Grenfell lesson

Barbados can learn from London fire - High Commissioner

With the Barbadian community in the United Kingdom having been spared the worst of last week’s Grenfell Tower Fire, this country’s High Commissioner to London Guy Hewitt today suggested that there was an important lesson for all of Barbados arising out the recent UK tragedy.

“It is important for us to realize, even in Barbados, that things that go wrong, don’t just go wrong in small islands or in small communities but in big developed countries in major cities,” Hewitt told Barbados TODAY this morning, while stressing that “you can have mistakes made that unfortunately lead to tragedy and loss of life”.

So far, 79 people have been confirmed either dead or missing and presumed dead, following the deadly inferno, which engulfed the 24-storey, 220-foot (67 metre) high residential tower in North Kensington, west London last Wednesday.

While there are no reports of Barbadians perishing in the blaze, there have been unconfirmed reports of Caribbean nationals having lost their lives.
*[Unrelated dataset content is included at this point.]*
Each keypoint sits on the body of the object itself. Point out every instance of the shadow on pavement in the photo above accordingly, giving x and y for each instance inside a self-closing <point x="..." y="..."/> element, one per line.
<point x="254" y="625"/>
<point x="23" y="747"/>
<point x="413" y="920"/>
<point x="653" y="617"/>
And all that metropolitan officials would say so far is that the official death toll could still rise, as the Theresa May government continues to face harsh criticism over its handling of the entire disaster, including the fact that May did not meet with survivors in the immediate aftermath of the tragedy.

However, Hewitt today welcomed the UK government’s announcement on Sunday that those who have been left homeless would be given £5,500 from its emergency fund to alleviate their immediate plight and also to assist with resettlement in the North Kensington community.

The deadly inferno engulfed the high residential tower in North Kensington, west London, last Wednesday. Inset, Guy Hewitt

He also said the Caribbean Community (CARICOM) stood ready to assist the British government in any way it could in the aftermath of the fire which has already been deemed a preventable accident.

“I am not able to make comment on the possible cause of the fire until the investigation has been concluded. However, as the Chancellor of the Exchequer [said yesterday morning] the flammable cladding that helped destroy the Grenfell tower is illegal and had been banned on buildings over 18 metres.

“Now the Grenfell block was 67 metres high, so you realize that there were obvious failings,” said Hewitt who has joined with other CARICOM high commissioners in appealing to the UK authorities to inspect, as a matter of priority, the over 4,000 high-rise blocks in the country.

“We know that there are Barbadians and other West Indians in these high rise blocks across the UK and we need to ensure that if any cladding similar to what was on Grenfell tower, that every effort is made to have it removed and to ensure that there is no possibility that the inferno which destroyed the tower at Grenfell could possibly recur,” he said today, while underscoring the obvious need for regulation and vigilance.

Hewitt also expressed profound sadness at the loss of life in North Kensington, which was once home to a significant portion of the West Indian community and was deemed the birthplace of Notting Hill Carnival, but has more recently been inhabited by other migrants, including refugees and asylum seekers.

“As a minister of religion, there is an awful reality that the authorities have advised that it might not be possible to identify all of the victims because of the nature of the fire. And so we continue to pray for the victims, their families and friends because this is going to be still a painful journey for them,” the Anglican cleric said while praising British producer Simon Cowell for producing a charity single off Simon and Garfunkel’s Bridge Over Trouble Water to raise money for the victims.

Hewitt also commented on recent terror attacks in the United Kingdom saying Barbadians there  – though increasingly vigilant – were not about to cower in the face of such threats.

“We are not willing to give in to a culture of fear and becoming overly anxious about moving around. If we do that then the terrorists win. So we are going about our daily lives, going to work, continuing to shop, going on public transport, going to public places as we have done, to try to reassure ourselves and each other that life goes on in the midst of these dangerous and heinous crimes,” he said, while also condemning yesterday’s attack by a British man on a Muslim mosque in Finsbury, north London, which he saw as an isolated incident.